At a time when other states are struggling just to hold college costs constant, Washington state lawmakers demonstrated remarkable resolve in their latest budget. The tuition cuts — part of a $200 million increase in state higher-education funding — will be paid for largely by raising taxes on businesses.
As the Seattle Times reports, the new budget raises $185 million over the next two years by closing business tax breaks and increasing business tax penalties. A full 30 percent of the estimated new revenue will come from one company —Microsoft — which will now have to pay sales tax on some of its equipment purchases.
Microsoft is the only company that will lose that particular tax break, under the terms of an unusual provision that singles out software companies with more than 40,000 employees that have been in Washington since before 1981. That narrows the field down to a single company. It’s estimated that Microsoft will pay an additional $57 million in taxes over the next two years.
For its part, Microsoft did not seem to protest much. In March, its general counsel, Brad Smith. told the Seattle Times that the company would be “comfortable” with paying higher taxes, especially to benefit civic causes.
“[O]f course if our taxes are going up, we would really like the money spent well, which from our perspective would mean actually investing in education and transportation but doing it with a strong sense of accountability,” he said to the newspaper.

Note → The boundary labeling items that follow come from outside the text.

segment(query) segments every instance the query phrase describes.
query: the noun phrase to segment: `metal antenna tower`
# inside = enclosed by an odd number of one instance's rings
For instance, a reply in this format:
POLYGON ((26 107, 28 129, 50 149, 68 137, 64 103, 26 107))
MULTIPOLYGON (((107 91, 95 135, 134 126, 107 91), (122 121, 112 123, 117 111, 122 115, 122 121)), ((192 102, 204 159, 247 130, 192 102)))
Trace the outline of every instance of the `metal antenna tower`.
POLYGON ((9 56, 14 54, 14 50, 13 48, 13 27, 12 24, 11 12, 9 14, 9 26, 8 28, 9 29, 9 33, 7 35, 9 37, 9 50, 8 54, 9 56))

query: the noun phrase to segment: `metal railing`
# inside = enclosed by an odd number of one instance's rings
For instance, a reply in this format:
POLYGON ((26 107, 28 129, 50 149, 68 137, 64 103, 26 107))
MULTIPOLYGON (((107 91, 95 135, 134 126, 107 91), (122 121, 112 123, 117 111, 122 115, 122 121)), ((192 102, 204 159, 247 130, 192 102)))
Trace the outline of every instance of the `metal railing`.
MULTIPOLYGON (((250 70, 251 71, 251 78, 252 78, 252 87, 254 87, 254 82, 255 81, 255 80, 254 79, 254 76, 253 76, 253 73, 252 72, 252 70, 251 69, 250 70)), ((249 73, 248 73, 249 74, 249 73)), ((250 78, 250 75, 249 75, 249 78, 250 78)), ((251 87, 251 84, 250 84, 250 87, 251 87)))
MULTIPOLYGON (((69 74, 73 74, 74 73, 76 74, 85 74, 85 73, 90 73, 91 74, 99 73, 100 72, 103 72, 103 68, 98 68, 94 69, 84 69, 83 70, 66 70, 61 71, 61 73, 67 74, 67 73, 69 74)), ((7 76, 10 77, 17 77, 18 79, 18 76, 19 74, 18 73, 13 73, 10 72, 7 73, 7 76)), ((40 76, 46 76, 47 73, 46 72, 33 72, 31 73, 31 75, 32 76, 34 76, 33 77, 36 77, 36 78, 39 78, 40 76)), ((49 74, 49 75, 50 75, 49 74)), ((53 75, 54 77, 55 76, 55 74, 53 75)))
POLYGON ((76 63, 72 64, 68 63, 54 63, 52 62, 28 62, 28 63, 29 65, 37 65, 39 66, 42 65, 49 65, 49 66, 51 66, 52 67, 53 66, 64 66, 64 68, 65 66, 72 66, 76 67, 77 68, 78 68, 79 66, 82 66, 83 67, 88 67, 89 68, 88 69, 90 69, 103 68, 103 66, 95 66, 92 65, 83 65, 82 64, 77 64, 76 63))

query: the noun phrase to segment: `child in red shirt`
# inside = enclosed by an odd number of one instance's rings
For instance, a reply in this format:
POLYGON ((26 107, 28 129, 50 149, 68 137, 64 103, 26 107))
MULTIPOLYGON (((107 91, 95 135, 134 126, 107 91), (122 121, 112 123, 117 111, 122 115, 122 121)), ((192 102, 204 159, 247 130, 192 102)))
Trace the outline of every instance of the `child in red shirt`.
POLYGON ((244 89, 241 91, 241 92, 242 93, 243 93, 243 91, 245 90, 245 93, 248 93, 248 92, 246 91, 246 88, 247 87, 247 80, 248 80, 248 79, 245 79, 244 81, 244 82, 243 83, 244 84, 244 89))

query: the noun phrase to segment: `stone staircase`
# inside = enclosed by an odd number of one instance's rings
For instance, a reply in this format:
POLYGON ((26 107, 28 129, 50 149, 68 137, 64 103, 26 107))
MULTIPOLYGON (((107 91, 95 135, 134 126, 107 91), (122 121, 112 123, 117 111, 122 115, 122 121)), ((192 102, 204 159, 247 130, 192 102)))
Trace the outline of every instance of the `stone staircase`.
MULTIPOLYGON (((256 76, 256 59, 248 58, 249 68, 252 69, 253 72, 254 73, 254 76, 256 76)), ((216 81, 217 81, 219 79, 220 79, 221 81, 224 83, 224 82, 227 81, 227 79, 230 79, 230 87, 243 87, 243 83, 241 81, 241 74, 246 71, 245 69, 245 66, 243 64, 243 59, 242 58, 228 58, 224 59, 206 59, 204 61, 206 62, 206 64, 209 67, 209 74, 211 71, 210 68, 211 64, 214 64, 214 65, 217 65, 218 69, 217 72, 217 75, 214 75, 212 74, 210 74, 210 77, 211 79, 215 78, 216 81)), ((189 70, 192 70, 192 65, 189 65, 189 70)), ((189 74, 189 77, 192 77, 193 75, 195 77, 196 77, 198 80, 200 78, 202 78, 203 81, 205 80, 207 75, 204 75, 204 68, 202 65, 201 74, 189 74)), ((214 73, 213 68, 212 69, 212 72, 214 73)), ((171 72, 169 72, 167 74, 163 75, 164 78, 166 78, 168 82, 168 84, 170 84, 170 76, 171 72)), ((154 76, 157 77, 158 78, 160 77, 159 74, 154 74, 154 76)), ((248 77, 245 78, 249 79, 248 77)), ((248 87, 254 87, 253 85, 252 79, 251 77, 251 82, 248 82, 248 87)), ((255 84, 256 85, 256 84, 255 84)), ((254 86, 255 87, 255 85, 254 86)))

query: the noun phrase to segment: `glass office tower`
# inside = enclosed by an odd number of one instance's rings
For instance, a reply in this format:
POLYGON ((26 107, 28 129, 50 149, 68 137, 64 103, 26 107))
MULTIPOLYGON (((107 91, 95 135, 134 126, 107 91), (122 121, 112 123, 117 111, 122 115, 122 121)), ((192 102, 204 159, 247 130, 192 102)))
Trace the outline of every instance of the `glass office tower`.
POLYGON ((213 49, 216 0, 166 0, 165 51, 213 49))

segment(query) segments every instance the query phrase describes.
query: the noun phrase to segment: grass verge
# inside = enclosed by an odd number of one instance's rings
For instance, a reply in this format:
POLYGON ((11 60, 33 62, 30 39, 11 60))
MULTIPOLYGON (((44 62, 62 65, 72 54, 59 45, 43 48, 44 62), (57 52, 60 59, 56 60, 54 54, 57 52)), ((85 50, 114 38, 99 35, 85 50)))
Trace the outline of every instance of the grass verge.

Higher education spending has been slow to recover in part because overall state revenue is still depressed. After adjusting for inflation, thirty states have still not returned to pre-recession levels, as this chart from Pew shows:
Some of the worst states for higher education funding include Arizona and Louisiana, where per-pupil spending is down 47 and 42 percent, respectively. There’s no relief in sight for these two states, where the governors have promised not to increase taxes and legislatures have struggled — with mixed success — to shield colleges from further cuts.